‘Humanist Poison–and the Antidote’ (2017)

Does the Internet Make Our Brains Lazy?

As long as we’re not usin’ ’em…

I wonder how far they’ve got with this business, since I posted this five years ago.

The idea was to create a human “interface” with computers so that somebody at a keyboard somewhere could delete someone else’s thoughts… and also insert thoughts that Big Brother wants you to have.

Humanist Poison–and the Antidote

You put the right thoughts in, you pull the wrong thoughts out; you do the hokey-pokey and you shake it all about…

This is supposed to appeal to us, somehow?

As for the antidote: see Psalm 46. Come to think of it, Psalm 2 also applies–big-time.

Lately I’ve been thinking there’s more and more frivolity among the “Science” community: an awful lot of truly trivial thinking. Anybody else see that?

8 comments on “‘Humanist Poison–and the Antidote’ (2017)

  1. In answer to your final question: When people run out of real ideas, they turn to trivia or tyranny. Recently, we’ve seen both happen at once.

    1. I mean, here are these characters in lab coats, out to Change The World… and they read comic books and watch cartoons. God defend us.

  2. The structure of the brain is far more sophisticated than anything mankind has ever devised. Any attempts to access specific information in the brain will fail. Our memories and sensations are complex patterns of neurons, so targeting one neuron wouldn’t work. Just sitting still and pointing my eyes in different directions involves an immense amount of processing, and it happens very rapidly. This, alone, is beyond the capability of any man made computer to keep up with. Our vision is incredibly acute and perfectly suited to the environment in which we live.

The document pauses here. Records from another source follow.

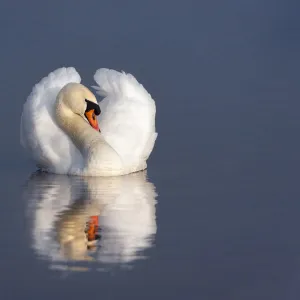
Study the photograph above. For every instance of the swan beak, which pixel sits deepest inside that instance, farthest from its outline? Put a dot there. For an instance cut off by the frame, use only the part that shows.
(92, 229)
(91, 117)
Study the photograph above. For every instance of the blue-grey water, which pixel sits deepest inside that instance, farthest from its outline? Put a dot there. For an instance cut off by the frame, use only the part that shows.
(216, 215)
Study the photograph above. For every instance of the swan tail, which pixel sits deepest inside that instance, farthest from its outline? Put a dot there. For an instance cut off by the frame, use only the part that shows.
(128, 118)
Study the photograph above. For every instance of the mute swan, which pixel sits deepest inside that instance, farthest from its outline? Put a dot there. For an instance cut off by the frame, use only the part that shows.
(59, 125)
(60, 206)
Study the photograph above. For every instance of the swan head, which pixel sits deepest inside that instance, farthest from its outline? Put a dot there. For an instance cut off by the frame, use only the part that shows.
(76, 98)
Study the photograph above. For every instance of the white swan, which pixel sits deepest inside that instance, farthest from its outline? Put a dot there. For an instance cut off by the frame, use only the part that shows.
(60, 206)
(60, 130)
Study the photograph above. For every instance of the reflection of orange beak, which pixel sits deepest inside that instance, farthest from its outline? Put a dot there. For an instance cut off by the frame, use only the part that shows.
(90, 115)
(93, 225)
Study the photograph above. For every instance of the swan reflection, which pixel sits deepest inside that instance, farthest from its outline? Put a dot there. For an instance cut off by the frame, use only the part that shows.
(109, 220)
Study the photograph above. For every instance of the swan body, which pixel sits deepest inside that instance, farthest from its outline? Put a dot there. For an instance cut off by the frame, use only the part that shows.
(59, 126)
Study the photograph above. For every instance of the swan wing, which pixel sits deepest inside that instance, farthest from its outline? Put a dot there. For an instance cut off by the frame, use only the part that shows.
(48, 145)
(127, 121)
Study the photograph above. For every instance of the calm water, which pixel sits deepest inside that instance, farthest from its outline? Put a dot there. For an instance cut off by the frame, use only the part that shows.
(216, 215)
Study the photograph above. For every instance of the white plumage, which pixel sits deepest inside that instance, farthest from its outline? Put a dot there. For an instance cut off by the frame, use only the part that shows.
(127, 124)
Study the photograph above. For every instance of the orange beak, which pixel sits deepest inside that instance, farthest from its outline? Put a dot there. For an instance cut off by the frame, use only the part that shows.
(91, 117)
(93, 225)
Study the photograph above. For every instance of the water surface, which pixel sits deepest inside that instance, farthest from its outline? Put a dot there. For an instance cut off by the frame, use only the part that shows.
(225, 223)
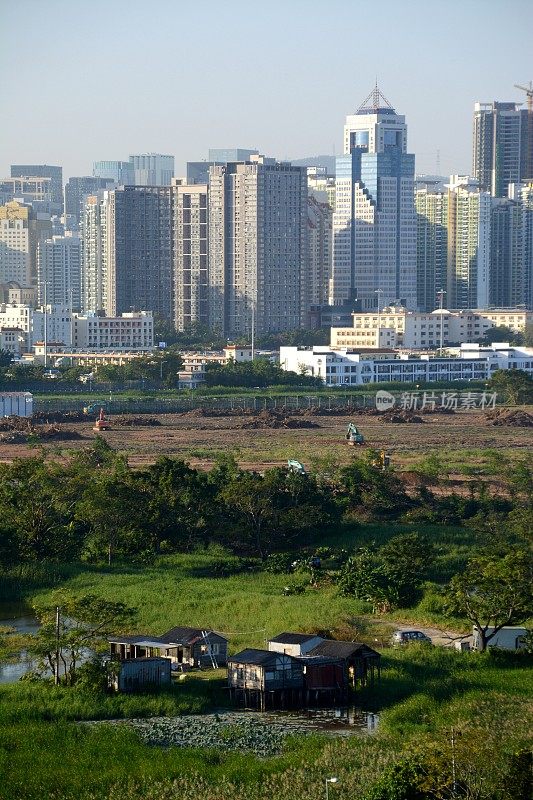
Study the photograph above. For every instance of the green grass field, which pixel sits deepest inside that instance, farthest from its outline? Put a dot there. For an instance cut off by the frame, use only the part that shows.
(422, 694)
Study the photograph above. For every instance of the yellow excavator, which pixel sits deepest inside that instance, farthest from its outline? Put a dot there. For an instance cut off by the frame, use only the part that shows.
(354, 436)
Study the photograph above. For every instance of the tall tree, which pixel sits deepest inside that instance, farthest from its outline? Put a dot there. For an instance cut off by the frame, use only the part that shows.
(70, 626)
(494, 591)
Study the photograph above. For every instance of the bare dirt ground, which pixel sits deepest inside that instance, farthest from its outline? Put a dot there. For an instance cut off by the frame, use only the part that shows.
(258, 442)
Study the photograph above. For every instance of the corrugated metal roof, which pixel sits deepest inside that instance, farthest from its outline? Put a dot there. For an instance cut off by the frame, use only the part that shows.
(341, 649)
(294, 638)
(259, 657)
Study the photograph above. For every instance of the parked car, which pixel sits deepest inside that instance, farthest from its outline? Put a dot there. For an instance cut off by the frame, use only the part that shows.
(409, 637)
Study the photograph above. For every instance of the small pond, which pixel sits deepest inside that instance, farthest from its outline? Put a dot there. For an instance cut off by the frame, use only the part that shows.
(22, 620)
(262, 733)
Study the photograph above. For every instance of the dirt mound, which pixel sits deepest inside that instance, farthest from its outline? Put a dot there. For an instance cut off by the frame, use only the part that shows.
(137, 422)
(401, 417)
(50, 417)
(278, 419)
(22, 424)
(29, 434)
(513, 418)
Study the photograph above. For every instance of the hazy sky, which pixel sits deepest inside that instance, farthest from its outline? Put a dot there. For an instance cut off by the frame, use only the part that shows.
(100, 79)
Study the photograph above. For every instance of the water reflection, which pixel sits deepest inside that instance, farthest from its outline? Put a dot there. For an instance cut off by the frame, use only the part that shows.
(23, 622)
(345, 720)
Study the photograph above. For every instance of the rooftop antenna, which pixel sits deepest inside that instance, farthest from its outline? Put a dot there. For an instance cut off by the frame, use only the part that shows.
(529, 94)
(375, 100)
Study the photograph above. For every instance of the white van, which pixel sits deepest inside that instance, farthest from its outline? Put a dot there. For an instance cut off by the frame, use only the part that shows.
(509, 638)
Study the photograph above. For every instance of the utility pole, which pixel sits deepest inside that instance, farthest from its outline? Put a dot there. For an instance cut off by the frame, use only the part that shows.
(45, 327)
(56, 676)
(379, 292)
(454, 771)
(253, 328)
(441, 294)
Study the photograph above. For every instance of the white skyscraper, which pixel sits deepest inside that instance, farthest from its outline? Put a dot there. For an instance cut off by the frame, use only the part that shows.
(152, 169)
(374, 225)
(15, 256)
(257, 246)
(59, 270)
(94, 253)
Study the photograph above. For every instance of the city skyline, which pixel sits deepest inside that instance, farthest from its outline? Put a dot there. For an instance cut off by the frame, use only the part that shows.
(299, 84)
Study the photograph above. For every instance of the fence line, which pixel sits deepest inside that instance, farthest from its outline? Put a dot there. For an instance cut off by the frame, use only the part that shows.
(182, 404)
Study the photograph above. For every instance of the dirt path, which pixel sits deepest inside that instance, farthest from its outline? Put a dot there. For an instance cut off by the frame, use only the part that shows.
(444, 638)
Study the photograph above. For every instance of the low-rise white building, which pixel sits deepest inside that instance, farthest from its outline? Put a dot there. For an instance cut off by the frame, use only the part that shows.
(53, 322)
(16, 404)
(130, 331)
(395, 326)
(13, 340)
(346, 367)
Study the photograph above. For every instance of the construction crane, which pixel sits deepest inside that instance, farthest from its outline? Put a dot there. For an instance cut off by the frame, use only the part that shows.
(529, 155)
(354, 435)
(296, 466)
(529, 94)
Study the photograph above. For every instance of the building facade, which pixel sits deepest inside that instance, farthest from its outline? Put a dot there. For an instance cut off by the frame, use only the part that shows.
(190, 265)
(36, 191)
(76, 192)
(51, 322)
(130, 331)
(431, 246)
(93, 285)
(397, 327)
(120, 172)
(257, 246)
(54, 174)
(139, 250)
(15, 254)
(342, 367)
(502, 146)
(374, 225)
(152, 169)
(59, 271)
(315, 289)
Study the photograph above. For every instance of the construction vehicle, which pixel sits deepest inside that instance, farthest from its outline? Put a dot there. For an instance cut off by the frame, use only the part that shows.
(296, 466)
(101, 424)
(383, 461)
(354, 435)
(93, 408)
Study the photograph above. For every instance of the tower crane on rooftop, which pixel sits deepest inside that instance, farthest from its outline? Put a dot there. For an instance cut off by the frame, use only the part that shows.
(529, 94)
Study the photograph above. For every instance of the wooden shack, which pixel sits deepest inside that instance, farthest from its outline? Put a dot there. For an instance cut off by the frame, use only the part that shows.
(186, 648)
(294, 644)
(362, 664)
(140, 673)
(262, 679)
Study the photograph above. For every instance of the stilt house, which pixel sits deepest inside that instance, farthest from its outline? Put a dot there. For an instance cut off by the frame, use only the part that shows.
(186, 648)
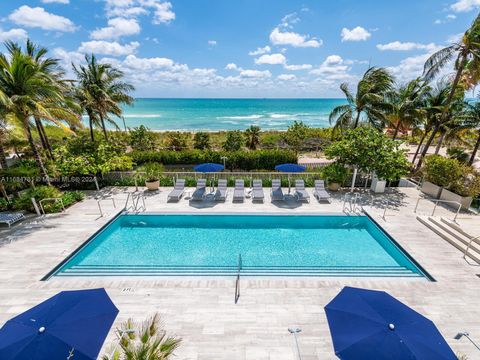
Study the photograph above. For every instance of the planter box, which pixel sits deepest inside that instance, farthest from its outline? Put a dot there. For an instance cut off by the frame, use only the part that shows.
(466, 201)
(378, 186)
(431, 190)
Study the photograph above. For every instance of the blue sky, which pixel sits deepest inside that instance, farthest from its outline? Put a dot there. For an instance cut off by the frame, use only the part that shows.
(244, 48)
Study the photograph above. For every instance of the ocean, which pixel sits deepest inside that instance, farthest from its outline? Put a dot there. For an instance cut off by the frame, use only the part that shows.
(227, 114)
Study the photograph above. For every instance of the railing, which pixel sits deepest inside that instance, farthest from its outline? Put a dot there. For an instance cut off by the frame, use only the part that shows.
(50, 199)
(437, 201)
(237, 282)
(470, 245)
(100, 206)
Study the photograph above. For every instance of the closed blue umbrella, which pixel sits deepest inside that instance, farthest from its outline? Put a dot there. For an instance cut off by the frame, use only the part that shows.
(368, 324)
(70, 325)
(290, 168)
(208, 167)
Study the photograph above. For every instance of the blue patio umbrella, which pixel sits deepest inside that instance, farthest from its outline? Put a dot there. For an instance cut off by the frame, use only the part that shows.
(290, 168)
(367, 324)
(209, 167)
(70, 325)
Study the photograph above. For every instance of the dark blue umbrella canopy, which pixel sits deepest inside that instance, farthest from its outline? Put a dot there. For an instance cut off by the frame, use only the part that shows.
(69, 323)
(209, 167)
(290, 168)
(367, 324)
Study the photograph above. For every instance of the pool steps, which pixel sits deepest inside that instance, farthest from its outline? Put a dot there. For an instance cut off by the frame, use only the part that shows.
(453, 234)
(366, 271)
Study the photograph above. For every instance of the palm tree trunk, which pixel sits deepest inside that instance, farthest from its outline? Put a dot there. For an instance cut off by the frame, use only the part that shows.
(395, 133)
(427, 145)
(439, 144)
(475, 149)
(419, 146)
(36, 154)
(103, 127)
(90, 124)
(357, 119)
(43, 138)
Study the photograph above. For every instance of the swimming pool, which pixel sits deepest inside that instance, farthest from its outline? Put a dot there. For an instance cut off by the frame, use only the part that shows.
(261, 245)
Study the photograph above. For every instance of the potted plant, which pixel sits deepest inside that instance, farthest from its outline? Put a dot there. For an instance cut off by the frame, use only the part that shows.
(439, 172)
(152, 175)
(335, 174)
(464, 188)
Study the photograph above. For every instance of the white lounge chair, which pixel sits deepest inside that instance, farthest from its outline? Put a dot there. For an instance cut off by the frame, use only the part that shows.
(178, 190)
(320, 193)
(239, 191)
(257, 191)
(10, 218)
(276, 191)
(200, 191)
(221, 193)
(300, 192)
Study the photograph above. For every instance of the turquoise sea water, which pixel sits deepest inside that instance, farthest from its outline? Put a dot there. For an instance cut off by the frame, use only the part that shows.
(158, 244)
(227, 114)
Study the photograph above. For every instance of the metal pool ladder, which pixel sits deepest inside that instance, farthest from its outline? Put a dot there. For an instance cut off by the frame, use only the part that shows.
(237, 282)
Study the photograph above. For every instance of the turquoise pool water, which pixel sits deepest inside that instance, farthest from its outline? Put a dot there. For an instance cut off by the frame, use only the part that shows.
(214, 244)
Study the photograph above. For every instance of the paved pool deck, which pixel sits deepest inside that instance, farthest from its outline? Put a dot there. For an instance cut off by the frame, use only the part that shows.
(202, 310)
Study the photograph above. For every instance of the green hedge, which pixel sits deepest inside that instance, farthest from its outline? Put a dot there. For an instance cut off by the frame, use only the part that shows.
(237, 160)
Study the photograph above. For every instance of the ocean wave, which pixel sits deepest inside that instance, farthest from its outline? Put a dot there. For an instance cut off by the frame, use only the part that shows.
(142, 116)
(244, 117)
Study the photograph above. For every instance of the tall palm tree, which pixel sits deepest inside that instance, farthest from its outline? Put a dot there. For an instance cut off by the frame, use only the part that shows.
(437, 118)
(252, 135)
(101, 92)
(26, 91)
(368, 101)
(466, 53)
(406, 105)
(472, 113)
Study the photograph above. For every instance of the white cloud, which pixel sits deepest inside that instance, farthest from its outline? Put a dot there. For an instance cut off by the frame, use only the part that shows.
(271, 59)
(356, 34)
(117, 27)
(162, 12)
(255, 74)
(406, 46)
(278, 37)
(13, 35)
(286, 77)
(56, 1)
(231, 66)
(465, 5)
(108, 47)
(38, 17)
(260, 51)
(298, 67)
(333, 67)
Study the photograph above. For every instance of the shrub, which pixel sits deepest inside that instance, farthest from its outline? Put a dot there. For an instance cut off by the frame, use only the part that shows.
(141, 138)
(23, 201)
(441, 171)
(234, 141)
(177, 140)
(242, 160)
(201, 141)
(334, 173)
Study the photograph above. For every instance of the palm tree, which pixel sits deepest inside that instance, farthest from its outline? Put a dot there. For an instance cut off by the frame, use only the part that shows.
(406, 105)
(150, 342)
(26, 91)
(369, 100)
(473, 115)
(437, 118)
(101, 92)
(252, 134)
(466, 53)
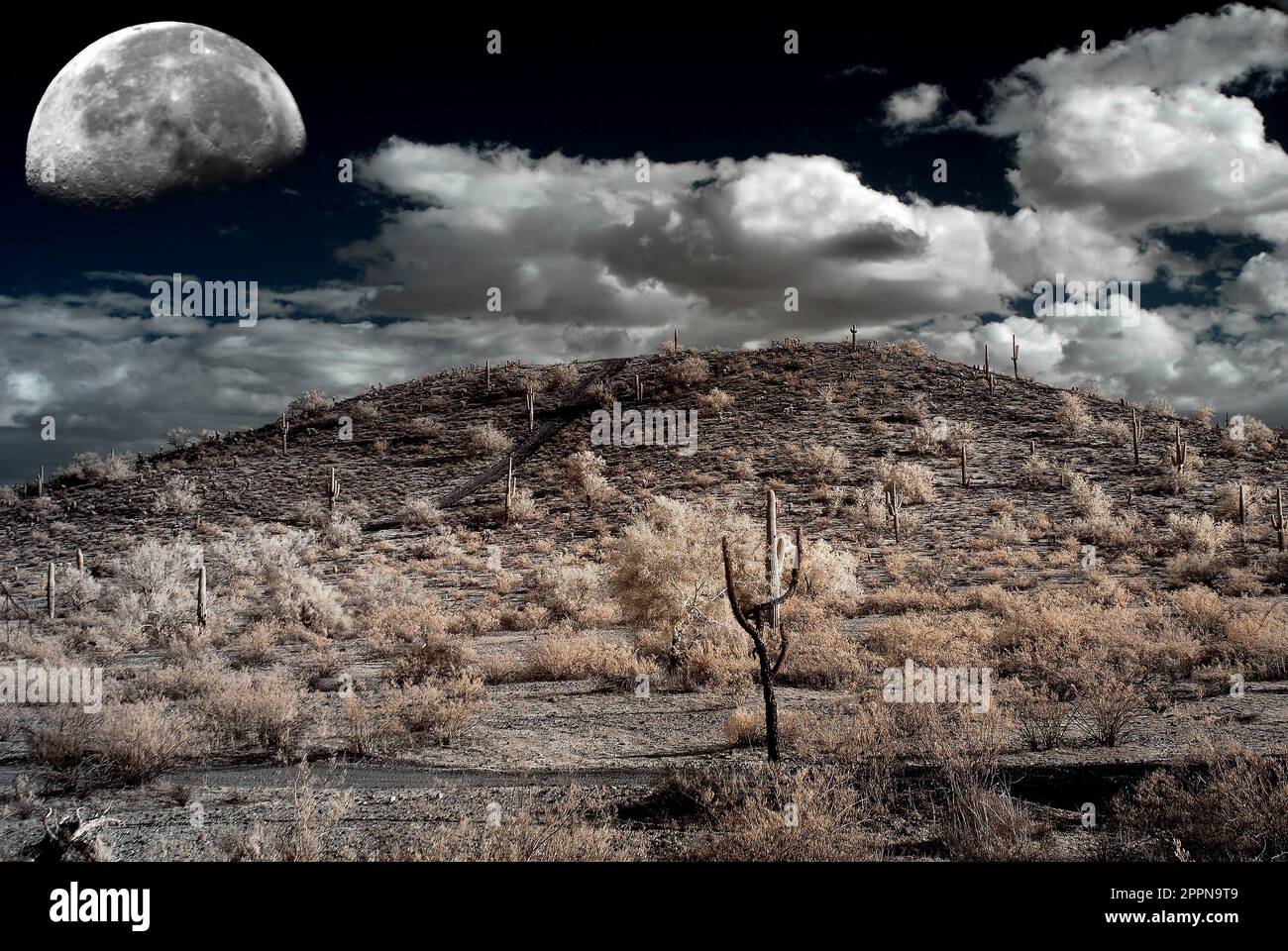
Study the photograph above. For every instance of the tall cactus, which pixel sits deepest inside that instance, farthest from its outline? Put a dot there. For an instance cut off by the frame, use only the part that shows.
(333, 492)
(894, 505)
(1180, 451)
(1278, 518)
(754, 619)
(201, 595)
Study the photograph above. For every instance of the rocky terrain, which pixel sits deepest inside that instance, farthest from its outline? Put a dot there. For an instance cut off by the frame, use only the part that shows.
(421, 660)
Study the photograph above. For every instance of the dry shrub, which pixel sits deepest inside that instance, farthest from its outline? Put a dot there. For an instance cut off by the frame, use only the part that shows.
(129, 745)
(562, 376)
(1223, 805)
(176, 496)
(572, 656)
(1073, 415)
(487, 441)
(1198, 534)
(436, 710)
(154, 593)
(1089, 499)
(1115, 432)
(810, 814)
(1042, 718)
(1111, 706)
(309, 403)
(820, 656)
(1177, 480)
(259, 707)
(421, 513)
(571, 830)
(913, 480)
(523, 508)
(690, 371)
(666, 573)
(1004, 530)
(1160, 406)
(716, 401)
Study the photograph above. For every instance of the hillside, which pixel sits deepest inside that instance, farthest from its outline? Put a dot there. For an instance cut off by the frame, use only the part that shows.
(1127, 617)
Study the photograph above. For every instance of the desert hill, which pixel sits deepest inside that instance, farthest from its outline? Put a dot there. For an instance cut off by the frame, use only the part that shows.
(433, 635)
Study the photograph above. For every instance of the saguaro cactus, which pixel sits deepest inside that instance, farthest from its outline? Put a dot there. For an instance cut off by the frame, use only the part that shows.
(1180, 451)
(333, 492)
(894, 505)
(754, 619)
(509, 489)
(1278, 518)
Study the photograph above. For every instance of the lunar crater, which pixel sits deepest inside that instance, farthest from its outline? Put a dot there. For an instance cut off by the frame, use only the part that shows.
(138, 114)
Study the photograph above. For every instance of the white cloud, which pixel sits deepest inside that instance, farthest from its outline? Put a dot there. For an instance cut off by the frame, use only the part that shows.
(913, 106)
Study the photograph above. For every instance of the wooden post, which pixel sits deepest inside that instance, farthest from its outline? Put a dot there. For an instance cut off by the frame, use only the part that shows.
(333, 492)
(1278, 519)
(773, 570)
(509, 489)
(893, 508)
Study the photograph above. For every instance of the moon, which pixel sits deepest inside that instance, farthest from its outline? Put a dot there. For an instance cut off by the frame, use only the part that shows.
(156, 108)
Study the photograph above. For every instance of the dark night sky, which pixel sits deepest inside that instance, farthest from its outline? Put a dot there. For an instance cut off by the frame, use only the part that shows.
(608, 84)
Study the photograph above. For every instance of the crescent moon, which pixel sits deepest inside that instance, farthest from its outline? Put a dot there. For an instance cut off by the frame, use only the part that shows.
(160, 107)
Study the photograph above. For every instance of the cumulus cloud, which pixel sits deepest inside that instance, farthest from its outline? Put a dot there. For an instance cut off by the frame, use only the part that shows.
(913, 106)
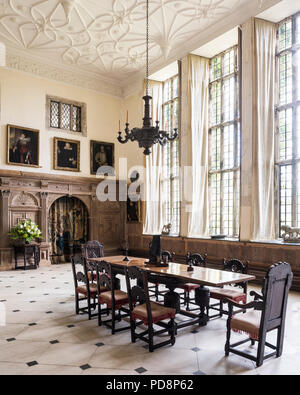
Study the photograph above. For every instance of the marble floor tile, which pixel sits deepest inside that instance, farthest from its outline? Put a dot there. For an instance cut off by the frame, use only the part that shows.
(43, 335)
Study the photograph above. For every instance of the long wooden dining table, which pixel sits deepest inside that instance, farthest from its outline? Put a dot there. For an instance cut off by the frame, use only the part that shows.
(176, 274)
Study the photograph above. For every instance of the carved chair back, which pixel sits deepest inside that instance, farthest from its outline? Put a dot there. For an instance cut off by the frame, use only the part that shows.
(104, 276)
(82, 272)
(79, 271)
(275, 296)
(196, 259)
(137, 289)
(168, 254)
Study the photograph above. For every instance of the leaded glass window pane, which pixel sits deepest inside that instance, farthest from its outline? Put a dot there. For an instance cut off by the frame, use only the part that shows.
(54, 114)
(286, 134)
(288, 118)
(224, 145)
(285, 78)
(170, 180)
(285, 35)
(76, 123)
(65, 116)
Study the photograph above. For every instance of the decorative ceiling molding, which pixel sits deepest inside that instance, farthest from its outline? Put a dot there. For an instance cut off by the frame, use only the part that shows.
(102, 43)
(57, 73)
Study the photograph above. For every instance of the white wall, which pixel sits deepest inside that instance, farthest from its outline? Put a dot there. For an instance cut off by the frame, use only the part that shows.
(23, 99)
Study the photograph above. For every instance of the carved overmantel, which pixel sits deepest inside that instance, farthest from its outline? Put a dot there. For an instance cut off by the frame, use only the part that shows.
(30, 195)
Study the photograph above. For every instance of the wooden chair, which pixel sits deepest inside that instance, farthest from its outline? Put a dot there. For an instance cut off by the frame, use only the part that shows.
(113, 298)
(143, 310)
(92, 249)
(85, 290)
(154, 289)
(196, 260)
(269, 314)
(220, 294)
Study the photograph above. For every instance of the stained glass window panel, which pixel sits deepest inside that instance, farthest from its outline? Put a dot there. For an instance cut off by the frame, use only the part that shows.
(54, 114)
(285, 35)
(224, 145)
(285, 78)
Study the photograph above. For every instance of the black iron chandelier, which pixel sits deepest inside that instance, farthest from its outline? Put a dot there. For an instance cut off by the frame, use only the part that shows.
(148, 135)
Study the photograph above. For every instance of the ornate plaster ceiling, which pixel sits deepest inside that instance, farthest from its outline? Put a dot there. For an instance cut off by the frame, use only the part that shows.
(106, 37)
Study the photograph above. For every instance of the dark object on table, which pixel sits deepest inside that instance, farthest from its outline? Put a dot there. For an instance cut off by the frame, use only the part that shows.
(192, 260)
(269, 314)
(92, 249)
(155, 251)
(189, 262)
(27, 250)
(218, 237)
(219, 294)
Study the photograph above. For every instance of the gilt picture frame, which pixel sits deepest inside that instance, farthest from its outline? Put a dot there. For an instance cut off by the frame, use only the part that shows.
(102, 154)
(66, 155)
(23, 146)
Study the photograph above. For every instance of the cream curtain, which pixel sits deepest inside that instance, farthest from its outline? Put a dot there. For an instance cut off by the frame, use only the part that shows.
(154, 220)
(198, 92)
(263, 193)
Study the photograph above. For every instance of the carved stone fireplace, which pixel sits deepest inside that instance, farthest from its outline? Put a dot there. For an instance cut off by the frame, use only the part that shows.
(30, 195)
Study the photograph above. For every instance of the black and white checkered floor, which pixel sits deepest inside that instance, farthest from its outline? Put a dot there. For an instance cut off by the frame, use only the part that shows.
(42, 335)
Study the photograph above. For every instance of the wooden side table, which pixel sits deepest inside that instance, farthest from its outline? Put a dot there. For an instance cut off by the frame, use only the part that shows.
(32, 250)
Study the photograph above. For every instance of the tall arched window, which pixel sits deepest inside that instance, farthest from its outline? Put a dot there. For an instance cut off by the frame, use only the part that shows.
(224, 172)
(288, 118)
(170, 178)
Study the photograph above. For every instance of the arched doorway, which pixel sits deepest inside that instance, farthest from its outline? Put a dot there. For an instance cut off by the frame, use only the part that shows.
(68, 228)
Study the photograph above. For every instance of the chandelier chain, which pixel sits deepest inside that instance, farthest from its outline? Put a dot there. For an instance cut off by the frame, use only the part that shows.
(147, 50)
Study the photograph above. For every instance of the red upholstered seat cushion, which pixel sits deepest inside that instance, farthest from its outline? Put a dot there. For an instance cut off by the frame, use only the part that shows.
(188, 287)
(159, 313)
(82, 290)
(247, 323)
(121, 299)
(226, 293)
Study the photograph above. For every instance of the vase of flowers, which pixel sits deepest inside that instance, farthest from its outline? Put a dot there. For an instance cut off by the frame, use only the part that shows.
(25, 232)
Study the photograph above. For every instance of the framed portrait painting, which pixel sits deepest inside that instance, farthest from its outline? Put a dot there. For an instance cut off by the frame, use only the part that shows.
(134, 214)
(102, 154)
(23, 146)
(66, 155)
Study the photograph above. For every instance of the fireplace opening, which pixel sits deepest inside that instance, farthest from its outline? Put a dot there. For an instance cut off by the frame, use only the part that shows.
(68, 228)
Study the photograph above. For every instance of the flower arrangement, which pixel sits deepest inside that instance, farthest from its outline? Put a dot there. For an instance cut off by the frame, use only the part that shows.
(26, 230)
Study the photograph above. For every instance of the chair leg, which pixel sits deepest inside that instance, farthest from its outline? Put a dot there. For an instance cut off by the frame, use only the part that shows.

    Manmade devices are amazing, but even the best of these have significant limitations. Computers are good at math, because they don’t require a refractory period and can calculate without interruption. But they are still limited, because they can’t understand, or comprehend what they are doing. We can look at results and comprehend their significance, but a computer has no emotional response and no sense of how a number is used.

    My point here is that computers and brains are apples and oranges. Computers are, at best, a very faint imitation of the brain. They can be purposed for specific tasks and accomplish amazing things, but … the level of complexity is far different, from that of the brain. If an electrode is inserted into the brain, it is far too coarse of an instrument to control the activities of individual neurons. Electrode implants have been used for therapeutic purposes, and quite successfully so, but these are not, repeat, not, manipulating thoughts or memories.

    1. They can’t really influence thoughts and actions directly by sending impulses to the brain, but they’ve had a certain amount of success at stimulating or repressing emotional reactions. And we’ve already seen what they can get people to do by stimulating the fear impulse.

  3. On the TV Show “Blacklist” it was about a company that makes life-like women robots that only the very rich can afford, and how this one billionaire fell in love with his “Chrissy.” He figured out how to program her to strangle U.S. Congressmen during sex play. Welcome to the future.